Several of NSF-wide investments are reduced over the FY 2016 actuals including:

  • NSF Innovation Corps (I-Corps™) – $26.2 million, a $3.6 million (12.1 percent) decrease;
  • Cyber-Enabled Materials, Manufacturing and Smart Systems (CEMMSS) – $222.4 million, a $49.1 million (18.1 percent) decrease;
  • Innovations at the Nexus of Food, Energy, and Water Systems (INFEWS) – $24.4 million, a $55.7 million (69.5 percent) decrease;
  • Risk and Resilience Research Projects – $31.2 million, an $11.8 million (27.4 percent) decrease;
  • Secure and Trustworthy Cyberspace (SaTC) – $113.8 million, a $16 million (12.3 percent) decrease; and,
  • Understanding the Brain (UtB) – $134.5 million, a $38.3 million (22.2 percent) decrease.

While other NSF-wide investments saw decreases, the Inclusion across the Nation of Communities of Learners of Underrepresented Discoverers in Engineering and Science (NSF INCLUDES) received $14.9 million, a $0.9 million (6.5 percent) increase;

Selected crosscutting programs

In addition to the NSF-wide investments, the president’s budget includes funding for several crosscutting programs that draw on interdisciplinary teams from across the NSF and are supported by multiple directorates. They include:

  • $242.2 million for the Faculty Early Career Development (CAREER), a $38.5 million (13.7 percent) decrease;
  • $74.7 million for Research Experiences for Undergraduates (REU), a $23 million (23.5 percent) decrease;
  • $35.3 million for the Research in Undergraduate Institutions (RUI), an $8.2 million (18.8 percent) decrease);
  • $29.4 million for the Long-Term Ecological Research (LTER), a $1.2 million (3.9 percent) decrease; and,
  • $4.9 million for the Increasing the Participation and Advancement of Women in Academic Science and Engineering Careers (ADVANCE) program, a $10 million (67 percent) decrease.

In FY 2018, the president’s budget would allocate $97 million in new funding for the National Strategic Computing Initiative (NSCI) to advance national leadership in High-Performance Computing (HPC) and maximize the benefits of HPC for scientific discovery and economic competitiveness.

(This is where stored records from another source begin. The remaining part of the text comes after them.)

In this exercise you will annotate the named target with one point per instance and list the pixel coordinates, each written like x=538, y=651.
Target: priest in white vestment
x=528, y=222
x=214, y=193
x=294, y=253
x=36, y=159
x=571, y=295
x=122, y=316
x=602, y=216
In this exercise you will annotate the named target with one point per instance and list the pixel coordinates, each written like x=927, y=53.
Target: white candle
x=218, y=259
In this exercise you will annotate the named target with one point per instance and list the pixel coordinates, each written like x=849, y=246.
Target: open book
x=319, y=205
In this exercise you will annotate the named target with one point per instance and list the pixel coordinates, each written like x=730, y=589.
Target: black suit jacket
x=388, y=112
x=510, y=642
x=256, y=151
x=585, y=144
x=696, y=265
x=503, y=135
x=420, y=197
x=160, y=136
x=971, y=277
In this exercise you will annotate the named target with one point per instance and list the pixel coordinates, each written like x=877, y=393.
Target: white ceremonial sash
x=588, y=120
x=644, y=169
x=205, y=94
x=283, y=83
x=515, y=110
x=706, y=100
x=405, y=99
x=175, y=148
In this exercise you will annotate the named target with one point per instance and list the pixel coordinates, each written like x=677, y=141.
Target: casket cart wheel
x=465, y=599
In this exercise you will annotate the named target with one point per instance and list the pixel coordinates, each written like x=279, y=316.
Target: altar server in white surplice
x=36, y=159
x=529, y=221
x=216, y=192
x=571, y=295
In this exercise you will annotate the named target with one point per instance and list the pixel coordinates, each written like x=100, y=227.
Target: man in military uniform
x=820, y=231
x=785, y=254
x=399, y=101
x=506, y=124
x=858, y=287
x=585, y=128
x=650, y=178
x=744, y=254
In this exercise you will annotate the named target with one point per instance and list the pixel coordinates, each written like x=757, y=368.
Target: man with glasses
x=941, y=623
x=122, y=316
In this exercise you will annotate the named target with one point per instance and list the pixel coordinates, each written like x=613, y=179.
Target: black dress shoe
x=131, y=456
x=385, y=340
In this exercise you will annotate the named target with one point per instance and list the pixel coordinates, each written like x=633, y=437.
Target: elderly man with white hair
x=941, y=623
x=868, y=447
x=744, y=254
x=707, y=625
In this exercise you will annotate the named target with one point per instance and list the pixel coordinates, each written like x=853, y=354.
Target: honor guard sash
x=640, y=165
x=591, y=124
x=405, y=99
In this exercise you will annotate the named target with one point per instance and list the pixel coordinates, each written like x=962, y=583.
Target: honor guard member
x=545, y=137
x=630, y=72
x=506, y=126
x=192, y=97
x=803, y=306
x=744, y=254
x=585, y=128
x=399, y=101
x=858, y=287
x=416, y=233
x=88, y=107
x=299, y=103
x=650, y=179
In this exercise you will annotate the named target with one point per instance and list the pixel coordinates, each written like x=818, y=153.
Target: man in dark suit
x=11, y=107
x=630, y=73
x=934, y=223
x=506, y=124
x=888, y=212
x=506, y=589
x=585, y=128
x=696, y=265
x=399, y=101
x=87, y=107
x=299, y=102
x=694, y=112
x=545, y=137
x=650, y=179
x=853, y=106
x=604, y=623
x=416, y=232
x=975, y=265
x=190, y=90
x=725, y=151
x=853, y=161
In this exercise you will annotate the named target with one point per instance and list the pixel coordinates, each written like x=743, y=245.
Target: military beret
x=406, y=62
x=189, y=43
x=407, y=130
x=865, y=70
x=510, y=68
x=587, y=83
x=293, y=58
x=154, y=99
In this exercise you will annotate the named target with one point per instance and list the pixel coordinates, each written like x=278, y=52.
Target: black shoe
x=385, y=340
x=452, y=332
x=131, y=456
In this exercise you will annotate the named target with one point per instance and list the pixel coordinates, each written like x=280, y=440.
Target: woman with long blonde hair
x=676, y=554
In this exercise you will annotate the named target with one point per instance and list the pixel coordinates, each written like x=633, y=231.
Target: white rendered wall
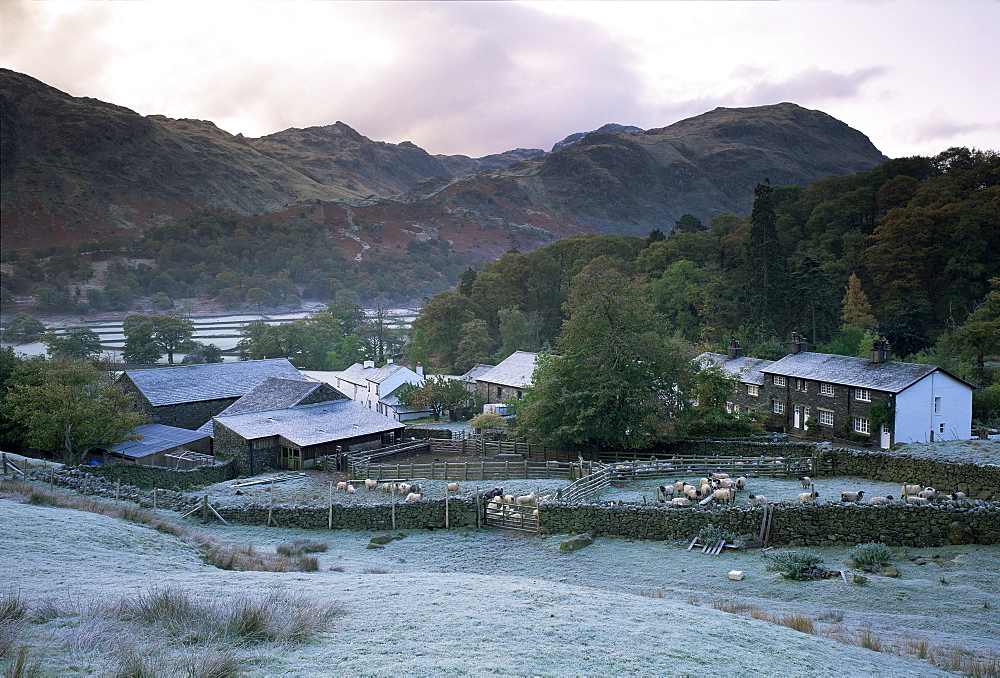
x=915, y=415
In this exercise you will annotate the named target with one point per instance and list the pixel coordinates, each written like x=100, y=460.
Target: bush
x=873, y=556
x=799, y=566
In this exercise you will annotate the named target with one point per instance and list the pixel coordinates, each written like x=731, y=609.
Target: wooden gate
x=512, y=516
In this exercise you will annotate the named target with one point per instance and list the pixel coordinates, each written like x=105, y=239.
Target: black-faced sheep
x=808, y=497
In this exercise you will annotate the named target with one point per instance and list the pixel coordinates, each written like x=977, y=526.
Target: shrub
x=799, y=566
x=873, y=555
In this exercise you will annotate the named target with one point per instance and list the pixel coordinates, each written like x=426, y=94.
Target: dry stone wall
x=833, y=524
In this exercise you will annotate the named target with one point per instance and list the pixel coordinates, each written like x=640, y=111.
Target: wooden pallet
x=280, y=477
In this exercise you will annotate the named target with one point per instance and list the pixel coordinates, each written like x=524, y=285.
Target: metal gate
x=512, y=516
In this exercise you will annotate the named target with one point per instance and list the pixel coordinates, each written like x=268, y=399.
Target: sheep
x=808, y=497
x=494, y=493
x=726, y=494
x=527, y=499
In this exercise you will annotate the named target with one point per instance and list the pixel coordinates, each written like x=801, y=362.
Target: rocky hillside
x=77, y=168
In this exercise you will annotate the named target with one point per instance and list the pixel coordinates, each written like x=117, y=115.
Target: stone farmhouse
x=508, y=379
x=188, y=396
x=290, y=423
x=876, y=399
x=377, y=388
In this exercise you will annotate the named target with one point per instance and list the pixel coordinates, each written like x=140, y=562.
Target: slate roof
x=747, y=370
x=212, y=381
x=156, y=438
x=359, y=374
x=514, y=370
x=475, y=372
x=891, y=376
x=276, y=393
x=312, y=424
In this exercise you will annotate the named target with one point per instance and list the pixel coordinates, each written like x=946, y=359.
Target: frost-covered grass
x=469, y=602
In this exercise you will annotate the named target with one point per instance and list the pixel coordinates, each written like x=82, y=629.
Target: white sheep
x=527, y=499
x=808, y=497
x=726, y=494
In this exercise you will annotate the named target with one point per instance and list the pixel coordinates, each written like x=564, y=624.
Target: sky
x=473, y=78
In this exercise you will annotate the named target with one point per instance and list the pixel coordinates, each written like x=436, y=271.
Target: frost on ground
x=482, y=602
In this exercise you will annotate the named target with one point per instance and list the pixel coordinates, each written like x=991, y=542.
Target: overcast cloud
x=483, y=77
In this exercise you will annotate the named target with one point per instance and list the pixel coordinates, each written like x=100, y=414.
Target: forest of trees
x=905, y=252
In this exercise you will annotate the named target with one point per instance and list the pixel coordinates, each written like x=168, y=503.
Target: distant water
x=223, y=330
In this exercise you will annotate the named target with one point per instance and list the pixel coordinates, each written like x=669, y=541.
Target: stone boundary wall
x=148, y=477
x=378, y=517
x=977, y=481
x=834, y=524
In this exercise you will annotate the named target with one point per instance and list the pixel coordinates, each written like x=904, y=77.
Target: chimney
x=798, y=344
x=880, y=351
x=735, y=350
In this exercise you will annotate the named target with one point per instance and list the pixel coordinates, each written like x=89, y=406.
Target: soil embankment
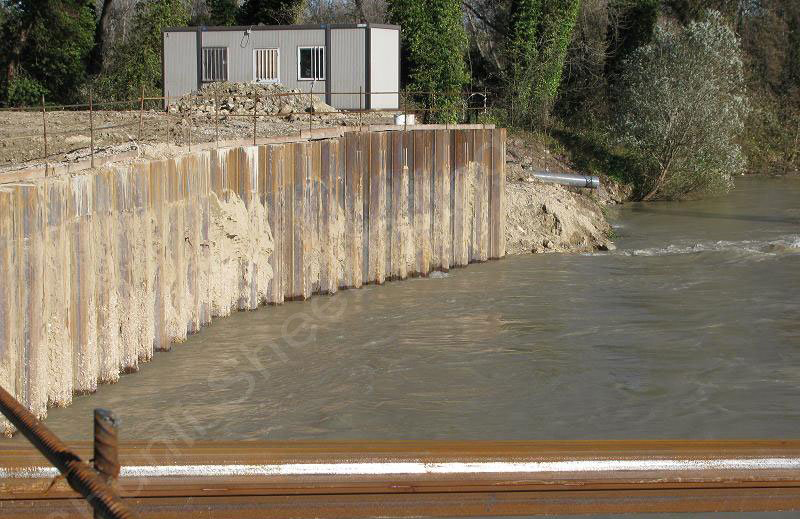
x=542, y=217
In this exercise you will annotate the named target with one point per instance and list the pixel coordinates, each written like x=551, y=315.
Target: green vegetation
x=683, y=109
x=270, y=12
x=45, y=49
x=135, y=63
x=434, y=48
x=536, y=49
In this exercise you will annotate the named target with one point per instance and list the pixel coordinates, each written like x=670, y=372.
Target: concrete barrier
x=101, y=268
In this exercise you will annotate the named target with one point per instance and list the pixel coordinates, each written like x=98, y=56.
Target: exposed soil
x=542, y=217
x=69, y=137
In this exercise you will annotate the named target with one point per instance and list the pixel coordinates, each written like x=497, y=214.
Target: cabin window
x=310, y=63
x=266, y=63
x=215, y=64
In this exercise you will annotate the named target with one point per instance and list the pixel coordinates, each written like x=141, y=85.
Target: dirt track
x=68, y=135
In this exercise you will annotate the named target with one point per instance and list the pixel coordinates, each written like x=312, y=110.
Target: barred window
x=266, y=65
x=215, y=64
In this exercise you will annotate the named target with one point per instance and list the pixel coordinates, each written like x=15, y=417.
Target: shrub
x=683, y=109
x=136, y=62
x=434, y=48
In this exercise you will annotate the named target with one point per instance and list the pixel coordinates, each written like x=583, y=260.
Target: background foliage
x=553, y=67
x=683, y=108
x=434, y=47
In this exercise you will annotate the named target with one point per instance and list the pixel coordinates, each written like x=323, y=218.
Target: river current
x=690, y=329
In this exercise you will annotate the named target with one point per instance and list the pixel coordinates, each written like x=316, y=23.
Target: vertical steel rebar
x=405, y=112
x=189, y=129
x=141, y=114
x=106, y=453
x=82, y=478
x=310, y=108
x=91, y=129
x=44, y=126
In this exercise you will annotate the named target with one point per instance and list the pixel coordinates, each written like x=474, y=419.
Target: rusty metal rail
x=409, y=479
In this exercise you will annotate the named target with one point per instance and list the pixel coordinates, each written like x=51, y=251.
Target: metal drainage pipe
x=568, y=179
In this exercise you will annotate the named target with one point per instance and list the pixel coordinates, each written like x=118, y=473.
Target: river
x=690, y=329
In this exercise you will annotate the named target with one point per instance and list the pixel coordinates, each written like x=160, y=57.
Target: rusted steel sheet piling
x=412, y=479
x=102, y=268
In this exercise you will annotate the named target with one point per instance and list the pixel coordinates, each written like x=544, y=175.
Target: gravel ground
x=68, y=135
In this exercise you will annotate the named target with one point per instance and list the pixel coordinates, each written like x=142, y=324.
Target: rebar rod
x=82, y=478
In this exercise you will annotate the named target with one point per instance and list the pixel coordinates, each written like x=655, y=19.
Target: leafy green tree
x=539, y=35
x=270, y=12
x=221, y=13
x=635, y=21
x=136, y=63
x=434, y=47
x=45, y=47
x=684, y=107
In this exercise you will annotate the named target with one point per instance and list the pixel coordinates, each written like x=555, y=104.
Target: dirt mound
x=242, y=98
x=549, y=218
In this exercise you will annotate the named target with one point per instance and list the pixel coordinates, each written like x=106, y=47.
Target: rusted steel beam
x=404, y=479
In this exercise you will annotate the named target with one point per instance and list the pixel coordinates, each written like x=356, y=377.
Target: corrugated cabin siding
x=347, y=66
x=240, y=53
x=180, y=63
x=384, y=69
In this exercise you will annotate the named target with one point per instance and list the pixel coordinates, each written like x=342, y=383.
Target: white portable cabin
x=337, y=61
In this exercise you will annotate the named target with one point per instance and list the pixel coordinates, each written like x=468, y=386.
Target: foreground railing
x=303, y=479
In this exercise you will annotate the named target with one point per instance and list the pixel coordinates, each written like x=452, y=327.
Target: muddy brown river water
x=690, y=329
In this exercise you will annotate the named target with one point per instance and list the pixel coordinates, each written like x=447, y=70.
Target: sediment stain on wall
x=100, y=269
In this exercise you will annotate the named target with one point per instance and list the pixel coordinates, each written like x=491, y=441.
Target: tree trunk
x=100, y=33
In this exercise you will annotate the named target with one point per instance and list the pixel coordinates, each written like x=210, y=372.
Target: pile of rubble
x=239, y=98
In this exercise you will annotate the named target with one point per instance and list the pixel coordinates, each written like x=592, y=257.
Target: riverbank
x=543, y=217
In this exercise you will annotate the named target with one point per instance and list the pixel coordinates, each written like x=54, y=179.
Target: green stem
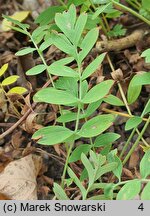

NSF is one of three lead agencies for NSCI, with the Department of Defense and the Department of Energy.

Under the proposal, funding would end for several programs in FY 2018 including: Science, Engineering and Education for Sustainability (SEES) program and the Cyberinfrastructure Framework For 21st Century Science, Engineering And Education (CIF21) program. With the intent of integrating future efforts into other core programs, the Research at the Interface of Biological, Mathematical and Physical Sciences and Engineering (BioMaPS) would receive $1.9 million only to support remaining continuing grant increments (CGIs) in FY 2018.